Creating a Taurus Test

Taurus is an open source test automation tool that extends and abstracts the functionality of leading open source testing tools, including executors such as JMeter, Gatling, Locust.io, JUnit, Selenium, K6, and more. Taurus provides a unified, simplified way to configure and run automated performance tests, then present the results in the most effective form. To learn more about Taurus, see: Beginner's Course and Taurus Tool Documentation.

Important: If you want to run Taurus tests on your local machine using the Command Line Interface (CLI) and view the reports on BlazeMeter, note that VUs (Virtual Users) used in tests will be counted towards your plan limit and reflected in usage reports and credit balances.
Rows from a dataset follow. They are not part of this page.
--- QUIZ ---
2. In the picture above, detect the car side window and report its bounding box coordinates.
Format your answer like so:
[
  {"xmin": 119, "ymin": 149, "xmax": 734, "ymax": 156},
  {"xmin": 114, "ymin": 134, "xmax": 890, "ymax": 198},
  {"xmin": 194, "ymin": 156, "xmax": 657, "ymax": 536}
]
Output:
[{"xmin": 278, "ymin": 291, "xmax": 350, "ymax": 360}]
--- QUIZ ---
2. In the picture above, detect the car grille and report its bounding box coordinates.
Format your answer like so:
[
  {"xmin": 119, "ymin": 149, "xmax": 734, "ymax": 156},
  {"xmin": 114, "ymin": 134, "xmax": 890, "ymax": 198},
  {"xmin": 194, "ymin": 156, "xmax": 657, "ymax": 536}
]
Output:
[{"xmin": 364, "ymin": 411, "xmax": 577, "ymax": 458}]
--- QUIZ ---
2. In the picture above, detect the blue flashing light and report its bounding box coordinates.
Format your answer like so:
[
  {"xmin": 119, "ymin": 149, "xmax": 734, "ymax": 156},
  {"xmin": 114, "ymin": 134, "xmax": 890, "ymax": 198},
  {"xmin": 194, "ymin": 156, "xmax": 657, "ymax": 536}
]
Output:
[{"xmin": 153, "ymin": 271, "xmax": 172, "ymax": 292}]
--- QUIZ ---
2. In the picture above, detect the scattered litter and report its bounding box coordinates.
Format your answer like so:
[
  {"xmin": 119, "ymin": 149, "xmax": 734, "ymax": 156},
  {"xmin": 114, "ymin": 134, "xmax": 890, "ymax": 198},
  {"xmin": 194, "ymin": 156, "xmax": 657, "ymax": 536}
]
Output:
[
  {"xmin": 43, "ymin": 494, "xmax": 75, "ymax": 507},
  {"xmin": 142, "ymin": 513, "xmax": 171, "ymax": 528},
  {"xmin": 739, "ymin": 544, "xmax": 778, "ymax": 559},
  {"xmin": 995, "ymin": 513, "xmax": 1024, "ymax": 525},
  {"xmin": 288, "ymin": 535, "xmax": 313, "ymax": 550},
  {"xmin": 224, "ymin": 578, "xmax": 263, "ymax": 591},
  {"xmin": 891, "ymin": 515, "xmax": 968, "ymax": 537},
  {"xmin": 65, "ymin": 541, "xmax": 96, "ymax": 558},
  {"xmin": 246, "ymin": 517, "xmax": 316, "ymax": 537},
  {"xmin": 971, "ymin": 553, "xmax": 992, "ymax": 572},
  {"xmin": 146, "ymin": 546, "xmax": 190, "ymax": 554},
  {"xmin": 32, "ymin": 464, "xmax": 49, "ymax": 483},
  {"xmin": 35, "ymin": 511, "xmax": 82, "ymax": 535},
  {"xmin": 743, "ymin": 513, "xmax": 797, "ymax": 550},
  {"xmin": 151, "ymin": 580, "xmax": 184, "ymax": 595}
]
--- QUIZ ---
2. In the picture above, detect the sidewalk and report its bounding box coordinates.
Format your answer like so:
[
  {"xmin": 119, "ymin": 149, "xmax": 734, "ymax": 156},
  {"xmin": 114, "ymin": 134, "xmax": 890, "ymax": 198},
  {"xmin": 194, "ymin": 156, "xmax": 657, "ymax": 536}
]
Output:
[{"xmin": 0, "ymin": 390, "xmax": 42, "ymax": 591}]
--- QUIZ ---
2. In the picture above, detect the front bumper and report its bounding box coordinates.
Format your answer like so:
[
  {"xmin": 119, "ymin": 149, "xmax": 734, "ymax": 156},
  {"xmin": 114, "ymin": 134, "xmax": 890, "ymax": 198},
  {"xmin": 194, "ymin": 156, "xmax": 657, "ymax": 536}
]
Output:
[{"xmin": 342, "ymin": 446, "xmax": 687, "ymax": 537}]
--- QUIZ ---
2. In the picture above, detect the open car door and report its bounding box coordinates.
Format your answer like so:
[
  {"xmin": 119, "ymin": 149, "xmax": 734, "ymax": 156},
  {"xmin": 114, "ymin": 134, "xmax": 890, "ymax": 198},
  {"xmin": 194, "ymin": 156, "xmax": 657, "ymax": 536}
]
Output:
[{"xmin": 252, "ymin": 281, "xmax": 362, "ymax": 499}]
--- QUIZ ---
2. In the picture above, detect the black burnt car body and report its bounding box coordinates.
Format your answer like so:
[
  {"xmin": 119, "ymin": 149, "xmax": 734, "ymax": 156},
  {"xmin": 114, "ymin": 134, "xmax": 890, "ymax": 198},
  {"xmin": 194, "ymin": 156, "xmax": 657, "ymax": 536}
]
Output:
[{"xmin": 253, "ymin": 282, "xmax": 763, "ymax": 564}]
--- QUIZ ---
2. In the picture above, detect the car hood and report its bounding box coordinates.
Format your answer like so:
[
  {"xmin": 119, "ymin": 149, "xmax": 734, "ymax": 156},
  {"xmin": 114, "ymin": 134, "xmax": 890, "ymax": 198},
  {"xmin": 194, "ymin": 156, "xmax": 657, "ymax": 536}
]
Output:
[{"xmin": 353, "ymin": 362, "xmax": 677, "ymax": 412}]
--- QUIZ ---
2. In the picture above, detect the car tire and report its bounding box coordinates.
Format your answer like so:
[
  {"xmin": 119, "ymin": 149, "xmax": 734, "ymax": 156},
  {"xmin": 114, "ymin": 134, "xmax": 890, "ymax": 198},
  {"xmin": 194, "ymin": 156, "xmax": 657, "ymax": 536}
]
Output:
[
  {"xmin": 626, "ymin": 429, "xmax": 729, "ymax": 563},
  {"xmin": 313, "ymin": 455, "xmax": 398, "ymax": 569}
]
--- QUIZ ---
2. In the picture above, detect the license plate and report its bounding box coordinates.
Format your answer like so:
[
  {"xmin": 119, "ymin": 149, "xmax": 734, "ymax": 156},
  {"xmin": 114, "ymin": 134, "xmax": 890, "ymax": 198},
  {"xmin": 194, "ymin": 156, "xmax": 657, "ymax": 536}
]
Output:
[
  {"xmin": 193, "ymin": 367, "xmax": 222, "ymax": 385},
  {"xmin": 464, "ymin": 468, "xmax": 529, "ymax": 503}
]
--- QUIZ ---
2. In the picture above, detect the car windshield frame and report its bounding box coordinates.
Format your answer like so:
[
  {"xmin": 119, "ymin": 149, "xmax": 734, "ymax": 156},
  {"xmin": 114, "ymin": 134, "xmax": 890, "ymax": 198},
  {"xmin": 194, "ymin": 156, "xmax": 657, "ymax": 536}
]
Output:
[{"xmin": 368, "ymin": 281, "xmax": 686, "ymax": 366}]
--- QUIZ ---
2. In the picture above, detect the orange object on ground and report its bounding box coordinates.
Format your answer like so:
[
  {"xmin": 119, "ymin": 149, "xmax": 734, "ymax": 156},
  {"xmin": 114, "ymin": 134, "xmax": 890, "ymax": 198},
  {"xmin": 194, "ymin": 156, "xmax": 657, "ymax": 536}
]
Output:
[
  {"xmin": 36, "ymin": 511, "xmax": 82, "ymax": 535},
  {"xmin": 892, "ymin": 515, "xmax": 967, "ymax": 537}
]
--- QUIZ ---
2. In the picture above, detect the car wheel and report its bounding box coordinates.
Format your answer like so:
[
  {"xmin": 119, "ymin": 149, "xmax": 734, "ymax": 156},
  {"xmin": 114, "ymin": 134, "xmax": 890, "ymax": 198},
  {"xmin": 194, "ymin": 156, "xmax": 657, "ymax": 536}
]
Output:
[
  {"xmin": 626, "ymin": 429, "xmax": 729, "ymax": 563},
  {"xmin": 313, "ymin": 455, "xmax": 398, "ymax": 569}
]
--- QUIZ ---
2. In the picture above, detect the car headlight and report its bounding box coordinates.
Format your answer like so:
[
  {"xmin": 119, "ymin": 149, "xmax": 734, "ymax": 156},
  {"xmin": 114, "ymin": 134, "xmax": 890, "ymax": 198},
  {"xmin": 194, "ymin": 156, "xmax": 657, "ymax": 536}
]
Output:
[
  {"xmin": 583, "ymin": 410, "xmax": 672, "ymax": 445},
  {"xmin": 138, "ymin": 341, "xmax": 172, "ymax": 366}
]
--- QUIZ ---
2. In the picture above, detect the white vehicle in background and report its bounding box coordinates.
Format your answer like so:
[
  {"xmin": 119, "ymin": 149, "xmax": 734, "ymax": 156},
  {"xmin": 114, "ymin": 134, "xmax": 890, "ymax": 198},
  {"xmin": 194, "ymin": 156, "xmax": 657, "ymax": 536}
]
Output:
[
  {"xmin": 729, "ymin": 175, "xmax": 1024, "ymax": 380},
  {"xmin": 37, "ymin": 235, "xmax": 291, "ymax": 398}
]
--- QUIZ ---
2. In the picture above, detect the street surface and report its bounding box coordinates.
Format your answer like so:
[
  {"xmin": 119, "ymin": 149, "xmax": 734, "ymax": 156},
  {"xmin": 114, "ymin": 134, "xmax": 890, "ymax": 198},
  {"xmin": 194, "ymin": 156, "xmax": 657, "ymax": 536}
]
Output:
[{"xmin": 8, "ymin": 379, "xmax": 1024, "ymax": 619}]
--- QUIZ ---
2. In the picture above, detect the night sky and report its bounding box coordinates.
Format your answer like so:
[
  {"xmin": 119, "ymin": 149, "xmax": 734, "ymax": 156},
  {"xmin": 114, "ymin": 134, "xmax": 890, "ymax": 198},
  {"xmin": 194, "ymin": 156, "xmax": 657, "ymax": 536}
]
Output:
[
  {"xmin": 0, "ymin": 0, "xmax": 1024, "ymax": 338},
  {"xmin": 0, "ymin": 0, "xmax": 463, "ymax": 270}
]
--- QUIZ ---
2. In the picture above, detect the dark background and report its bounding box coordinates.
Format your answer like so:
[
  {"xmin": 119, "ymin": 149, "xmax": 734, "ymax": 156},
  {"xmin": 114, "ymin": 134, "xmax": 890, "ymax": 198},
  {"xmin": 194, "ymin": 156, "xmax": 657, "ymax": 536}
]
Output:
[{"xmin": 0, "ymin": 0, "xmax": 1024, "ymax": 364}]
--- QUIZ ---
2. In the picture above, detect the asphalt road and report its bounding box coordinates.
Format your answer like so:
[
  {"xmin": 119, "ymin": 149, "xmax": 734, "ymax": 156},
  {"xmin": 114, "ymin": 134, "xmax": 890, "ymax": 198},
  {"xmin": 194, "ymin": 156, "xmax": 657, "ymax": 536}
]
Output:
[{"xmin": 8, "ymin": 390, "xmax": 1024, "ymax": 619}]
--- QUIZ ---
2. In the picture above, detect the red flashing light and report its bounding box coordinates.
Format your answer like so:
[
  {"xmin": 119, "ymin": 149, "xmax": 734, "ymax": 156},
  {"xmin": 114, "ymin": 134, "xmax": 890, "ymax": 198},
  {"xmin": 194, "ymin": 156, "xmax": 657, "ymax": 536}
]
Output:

Taurus can consume configuration files written in JSON or YAML languages that are human-readable and simple to use.

Example:

A simple load test with 10 concurrent users, a ramp-up time of 1 minute, a duration of 2.5 minutes and hitting the site blazedemo.com with HTTP GET requests:

execution:
concurrency: 10
hold-for: 2m30s
ramp-up: 1m
scenario: Thread Group

scenarios:
Thread Group:
requests:
- label: blazedemo
method: GET
url: http://blazedemo.com/

 

Create a Taurus Performance Test in BlazeMeter

Follow these steps:

  1. In the main menu, click the Performance tab.
  2. Click Create Test.
  3. Click Performance Test.

    test create taurus

Important: Taurus supports Selenium scripts but we do not recommend running Selenium tests as performance tests, as explained in our KB article Can I use Selenium for Load Testing? We recommend using Selenium tests for functional testing. For more information, see Creating a GUI Functional Test.

Upload a YAML/JSON Script with Test Assets

Click + to upload your script and any additional test files, or drag the files over the Upload Script box.
upload script taurus

The Taurus included-configs setting is not supported in the BlazeMeter cloud. If your YAML references a secondary YAML via included-configs for additional configuration settings, merge all settings into one YAML before uploading your test.

For more information, see:

Note: After uploading your YAML file, you may notice that Load Configuration and Load Distribution options disappear from the UI. When you are running a Taurus test, these settings must be configured directly via the YAML, not via the UI. For more information, see Load Profile. Taurus uses different terminology for some settings. The Hold-for setting in a Taurus YAML is the equivalent of the Duration setting in the Load Configuration section of BlazeMeter UI.

Under Configuration Preview, you will see the YAML/JSON code of the file that you uploaded.

scenario definition taurus

If you are running a JMeter test with Taurus and have uploaded a CSV file with your script, the option to split CSV files shows below the script preview. Check this box to enable the feature. For more information, see Scenario Definition.

There are additional options to add to your test configuration. For more information, see:

You have set up your Taurus test.

 

Run Taurus Tests in BlazeMeter

  1. Name your test.

  2. (Optional) Click Debug Test to validate your test configuration.
    For more information about debugging, see Debug Test: Low-Scale Test Run and Enhanced Logging.

  3. Click Run Test.

run debug taurus test

Tip: If a long-running Taurus test is shown as aborted instead of terminating gracefully, make sure you have defined the hold-for option in the Taurus YAML file. For example, when running locust tests that are provisioned to run in the cloud, you must configure a hold-for in your test that is long enough to allow all configured iterations to complete.

Run Taurus Tests on Your Local Machine (CLI)

An alternative method is to call Taurus from the command line on your local machine, then have the test run in BlazeMeter automatically by adding provisioning: cloud to the configuration. This method does not require a web browser. For more information, see the Taurus documentation.

Important: If you want to run Taurus tests on your local machine using the Command Line Interface (CLI) and view the reports on BlazeMeter, note that VUs (Virtual Users) used in tests will be counted towards your plan limit and reflected in usage reports and credit balances. If your test exceeds the allocated VU entitlement or duration, the report will be stored, and you will receive a prompt to upgrade based on your current plan and desired configuration.